Man gehe nicht von gesundheitlichen Folgen für die Menschen aus, teilte das Unternehmen am Donnerstag mit. Wohl aufgrund eines technischen Defekts war am Vortag Lösungsmittel in einem Gebäude ausgetreten. Vier Mitarbeiter waren ins Krankenhaus gebracht worden.

Ersten Erkenntnissen zufolge war das flüssige Lösungsmittel während der Produktion aus einem Schlauch ausgetreten. Vier Menschen waren direkt davon betroffen, sie kamen in ein Krankenhaus. Das Unternehmen teilte am Mittwochnachmittag mit, dass noch zwei Personen medizinisch betreut werden. Entgegen vorheriger Meldungen der Polizei seien jedoch keine Personen zu Schaden gekommen, so Rentschler in einer Mitteilung. Die Produktion wurde sofort gestoppt und die betroffene Abteilung geräumt. Rettungskräfte versorgten insgesamt 13 Menschen.

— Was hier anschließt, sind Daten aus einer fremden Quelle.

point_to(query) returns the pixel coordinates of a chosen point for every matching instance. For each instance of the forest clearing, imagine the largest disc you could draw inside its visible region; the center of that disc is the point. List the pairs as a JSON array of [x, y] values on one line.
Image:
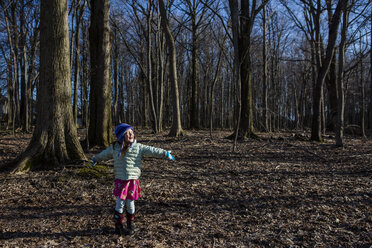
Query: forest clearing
[[281, 190]]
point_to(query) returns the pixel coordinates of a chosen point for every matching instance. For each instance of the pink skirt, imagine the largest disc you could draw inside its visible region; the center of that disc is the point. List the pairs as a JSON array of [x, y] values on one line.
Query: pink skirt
[[127, 189]]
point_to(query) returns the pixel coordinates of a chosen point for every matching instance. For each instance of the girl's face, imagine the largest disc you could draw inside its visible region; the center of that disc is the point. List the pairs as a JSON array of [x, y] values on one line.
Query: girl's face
[[129, 136]]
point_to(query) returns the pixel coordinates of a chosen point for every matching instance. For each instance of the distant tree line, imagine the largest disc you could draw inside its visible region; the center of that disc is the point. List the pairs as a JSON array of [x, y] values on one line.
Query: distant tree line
[[246, 65]]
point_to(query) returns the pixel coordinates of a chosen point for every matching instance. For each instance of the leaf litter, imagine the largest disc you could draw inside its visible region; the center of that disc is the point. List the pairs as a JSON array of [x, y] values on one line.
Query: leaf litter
[[277, 191]]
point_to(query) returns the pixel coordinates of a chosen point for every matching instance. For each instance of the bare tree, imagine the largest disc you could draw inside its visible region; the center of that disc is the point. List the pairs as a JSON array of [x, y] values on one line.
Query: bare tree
[[323, 69], [176, 129], [54, 140], [100, 132], [340, 79], [249, 12], [79, 8]]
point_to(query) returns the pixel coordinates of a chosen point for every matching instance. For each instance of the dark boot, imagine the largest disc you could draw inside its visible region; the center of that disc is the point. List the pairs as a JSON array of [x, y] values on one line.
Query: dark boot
[[119, 220], [130, 223]]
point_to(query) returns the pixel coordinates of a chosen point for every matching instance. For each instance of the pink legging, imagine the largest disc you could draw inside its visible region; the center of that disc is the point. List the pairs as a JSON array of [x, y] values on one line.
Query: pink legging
[[121, 203]]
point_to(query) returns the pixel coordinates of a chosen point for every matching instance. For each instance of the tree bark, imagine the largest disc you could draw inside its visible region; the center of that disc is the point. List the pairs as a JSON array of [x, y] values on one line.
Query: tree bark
[[340, 80], [54, 140], [100, 132], [176, 129], [79, 15], [322, 72], [264, 76], [370, 83]]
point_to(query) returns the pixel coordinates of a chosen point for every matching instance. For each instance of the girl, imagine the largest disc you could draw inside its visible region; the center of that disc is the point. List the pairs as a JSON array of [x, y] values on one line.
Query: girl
[[127, 155]]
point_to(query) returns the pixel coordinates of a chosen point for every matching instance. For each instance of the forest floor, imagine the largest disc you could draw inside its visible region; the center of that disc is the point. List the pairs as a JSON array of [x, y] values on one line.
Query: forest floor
[[278, 191]]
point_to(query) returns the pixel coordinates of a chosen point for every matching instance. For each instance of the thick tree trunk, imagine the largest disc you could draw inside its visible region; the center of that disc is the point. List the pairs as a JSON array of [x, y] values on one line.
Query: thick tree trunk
[[100, 132], [176, 129], [54, 140], [194, 110], [322, 72], [331, 83]]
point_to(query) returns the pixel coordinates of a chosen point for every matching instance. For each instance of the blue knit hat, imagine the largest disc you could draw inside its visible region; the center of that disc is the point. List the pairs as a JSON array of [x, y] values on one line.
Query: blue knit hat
[[120, 131]]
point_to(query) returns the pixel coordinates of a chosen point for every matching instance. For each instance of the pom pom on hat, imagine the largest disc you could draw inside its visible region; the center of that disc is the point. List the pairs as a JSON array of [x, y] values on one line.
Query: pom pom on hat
[[120, 131]]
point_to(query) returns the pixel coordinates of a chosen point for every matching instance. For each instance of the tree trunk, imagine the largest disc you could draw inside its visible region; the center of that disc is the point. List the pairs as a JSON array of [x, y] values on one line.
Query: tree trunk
[[212, 95], [340, 80], [322, 72], [331, 83], [194, 110], [100, 132], [23, 62], [370, 83], [161, 72], [149, 70], [264, 76], [176, 129], [115, 113], [363, 101], [54, 140], [79, 15]]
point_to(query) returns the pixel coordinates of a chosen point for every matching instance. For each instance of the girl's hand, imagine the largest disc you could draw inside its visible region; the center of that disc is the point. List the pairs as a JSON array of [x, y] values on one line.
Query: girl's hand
[[170, 156], [94, 162]]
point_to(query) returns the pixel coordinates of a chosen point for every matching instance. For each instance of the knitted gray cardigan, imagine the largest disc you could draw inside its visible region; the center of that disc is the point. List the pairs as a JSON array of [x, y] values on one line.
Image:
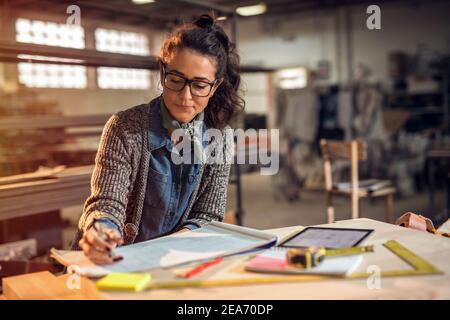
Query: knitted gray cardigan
[[119, 179]]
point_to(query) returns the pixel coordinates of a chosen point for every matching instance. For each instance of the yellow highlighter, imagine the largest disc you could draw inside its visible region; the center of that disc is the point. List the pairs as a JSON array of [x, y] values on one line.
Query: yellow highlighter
[[117, 281]]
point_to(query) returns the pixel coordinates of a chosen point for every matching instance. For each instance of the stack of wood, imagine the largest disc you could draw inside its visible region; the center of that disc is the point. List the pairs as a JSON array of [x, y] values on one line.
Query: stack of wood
[[43, 191]]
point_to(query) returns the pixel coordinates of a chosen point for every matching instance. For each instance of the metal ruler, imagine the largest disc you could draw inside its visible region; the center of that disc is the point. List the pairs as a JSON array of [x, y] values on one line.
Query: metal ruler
[[419, 267]]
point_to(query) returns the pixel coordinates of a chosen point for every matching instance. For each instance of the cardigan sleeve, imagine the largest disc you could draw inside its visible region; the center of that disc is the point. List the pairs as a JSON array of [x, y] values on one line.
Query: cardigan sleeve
[[110, 182]]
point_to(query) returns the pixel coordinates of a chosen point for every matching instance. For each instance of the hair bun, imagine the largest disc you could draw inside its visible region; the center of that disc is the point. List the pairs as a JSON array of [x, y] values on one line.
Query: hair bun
[[204, 21]]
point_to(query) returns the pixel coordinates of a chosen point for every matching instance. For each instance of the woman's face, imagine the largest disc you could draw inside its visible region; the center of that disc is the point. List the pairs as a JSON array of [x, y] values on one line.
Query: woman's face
[[182, 105]]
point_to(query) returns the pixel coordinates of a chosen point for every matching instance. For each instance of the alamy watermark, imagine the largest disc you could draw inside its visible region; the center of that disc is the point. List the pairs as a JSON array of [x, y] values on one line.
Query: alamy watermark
[[373, 21], [374, 279], [228, 146]]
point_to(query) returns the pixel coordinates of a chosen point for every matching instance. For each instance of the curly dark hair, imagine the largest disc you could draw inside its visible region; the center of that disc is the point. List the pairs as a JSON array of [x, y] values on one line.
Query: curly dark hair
[[208, 38]]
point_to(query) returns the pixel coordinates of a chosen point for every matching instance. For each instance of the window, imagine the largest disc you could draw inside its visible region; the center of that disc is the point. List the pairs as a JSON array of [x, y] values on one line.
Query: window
[[126, 43], [42, 75], [121, 42]]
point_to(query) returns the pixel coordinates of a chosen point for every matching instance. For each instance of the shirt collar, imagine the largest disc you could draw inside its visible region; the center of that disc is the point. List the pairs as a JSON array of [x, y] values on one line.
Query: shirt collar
[[160, 120]]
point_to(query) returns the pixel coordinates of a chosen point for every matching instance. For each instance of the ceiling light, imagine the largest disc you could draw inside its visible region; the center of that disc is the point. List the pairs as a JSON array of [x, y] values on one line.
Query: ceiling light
[[252, 10], [143, 1]]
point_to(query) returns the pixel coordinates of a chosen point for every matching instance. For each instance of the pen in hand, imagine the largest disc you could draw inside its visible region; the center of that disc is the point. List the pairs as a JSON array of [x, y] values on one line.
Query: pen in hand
[[98, 227]]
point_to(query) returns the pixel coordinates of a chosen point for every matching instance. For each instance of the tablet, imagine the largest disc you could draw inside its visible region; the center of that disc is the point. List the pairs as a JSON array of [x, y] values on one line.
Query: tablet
[[327, 237]]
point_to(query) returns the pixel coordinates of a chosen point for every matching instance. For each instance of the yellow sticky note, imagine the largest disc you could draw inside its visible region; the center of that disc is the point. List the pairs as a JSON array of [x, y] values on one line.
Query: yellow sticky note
[[124, 281]]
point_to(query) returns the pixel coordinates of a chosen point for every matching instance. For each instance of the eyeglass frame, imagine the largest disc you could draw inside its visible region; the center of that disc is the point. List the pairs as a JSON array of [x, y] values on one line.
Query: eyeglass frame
[[187, 81]]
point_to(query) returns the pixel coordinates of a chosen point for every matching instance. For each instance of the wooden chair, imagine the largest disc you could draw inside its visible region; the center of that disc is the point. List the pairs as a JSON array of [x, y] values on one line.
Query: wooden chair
[[354, 151]]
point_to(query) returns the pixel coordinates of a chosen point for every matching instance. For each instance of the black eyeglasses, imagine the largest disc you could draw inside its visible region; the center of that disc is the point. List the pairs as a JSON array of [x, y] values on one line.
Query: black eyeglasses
[[176, 82]]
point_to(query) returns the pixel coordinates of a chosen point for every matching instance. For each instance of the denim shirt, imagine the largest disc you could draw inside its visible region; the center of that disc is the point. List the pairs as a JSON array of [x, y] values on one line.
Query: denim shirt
[[169, 188], [169, 185]]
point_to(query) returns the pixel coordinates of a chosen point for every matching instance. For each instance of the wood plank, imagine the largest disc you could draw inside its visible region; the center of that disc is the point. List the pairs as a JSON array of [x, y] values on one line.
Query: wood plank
[[44, 285], [32, 176], [52, 121]]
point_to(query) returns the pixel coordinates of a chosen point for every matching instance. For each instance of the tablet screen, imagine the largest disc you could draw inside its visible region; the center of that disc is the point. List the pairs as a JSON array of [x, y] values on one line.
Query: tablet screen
[[327, 237]]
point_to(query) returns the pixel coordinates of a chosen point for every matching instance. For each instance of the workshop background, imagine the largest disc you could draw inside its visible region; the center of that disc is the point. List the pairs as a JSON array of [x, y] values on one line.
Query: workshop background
[[315, 70]]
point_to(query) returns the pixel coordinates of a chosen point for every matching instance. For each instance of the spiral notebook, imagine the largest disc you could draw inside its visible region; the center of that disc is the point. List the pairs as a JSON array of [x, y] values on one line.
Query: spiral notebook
[[274, 261]]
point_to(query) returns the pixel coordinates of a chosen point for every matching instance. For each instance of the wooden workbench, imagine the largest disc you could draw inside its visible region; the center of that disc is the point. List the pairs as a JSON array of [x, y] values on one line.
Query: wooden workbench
[[433, 248]]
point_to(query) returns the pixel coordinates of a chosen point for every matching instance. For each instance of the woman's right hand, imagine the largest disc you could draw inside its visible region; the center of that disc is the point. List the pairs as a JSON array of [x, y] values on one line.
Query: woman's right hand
[[96, 248]]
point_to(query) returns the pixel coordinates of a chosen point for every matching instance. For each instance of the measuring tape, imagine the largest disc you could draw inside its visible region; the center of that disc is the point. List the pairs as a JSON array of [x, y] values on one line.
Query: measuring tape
[[420, 267]]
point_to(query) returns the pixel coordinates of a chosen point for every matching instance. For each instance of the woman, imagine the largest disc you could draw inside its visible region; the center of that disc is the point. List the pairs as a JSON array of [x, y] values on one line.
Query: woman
[[138, 192]]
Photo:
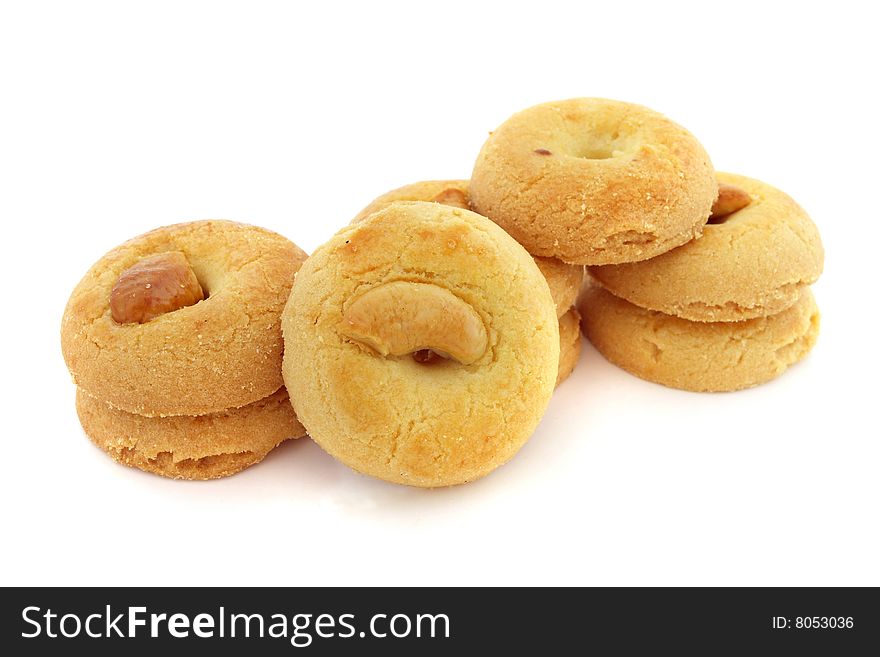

Die ausgelaufene chemische Substanz wurde inzwischen fachgerecht entsorgt, so die Mitteilung. Dafür gebe es bei Rentschler in Laupheim speziell ausgebildete Kräfte. Die Polizei geht derzeit davon aus, dass ein Defekt zu dem Unfall geführt hat.

Rentschler an Corona-Impfstoffproduktion beteiligt

Das Unternehmen mit Hauptsitz in Laupheim (Kreis Biberach) ist auch an der Produktion des Corona-Impfstoffs von Biontech und Pfizer beteiligt. Eine Sprecherin des Unternehmens bestätigte den Vorfall. Ihren Angaben zufolge hat der Unfall vom Mittwoch keine Auswirkungen auf die Produktion des Covid-19-Impfstoffs.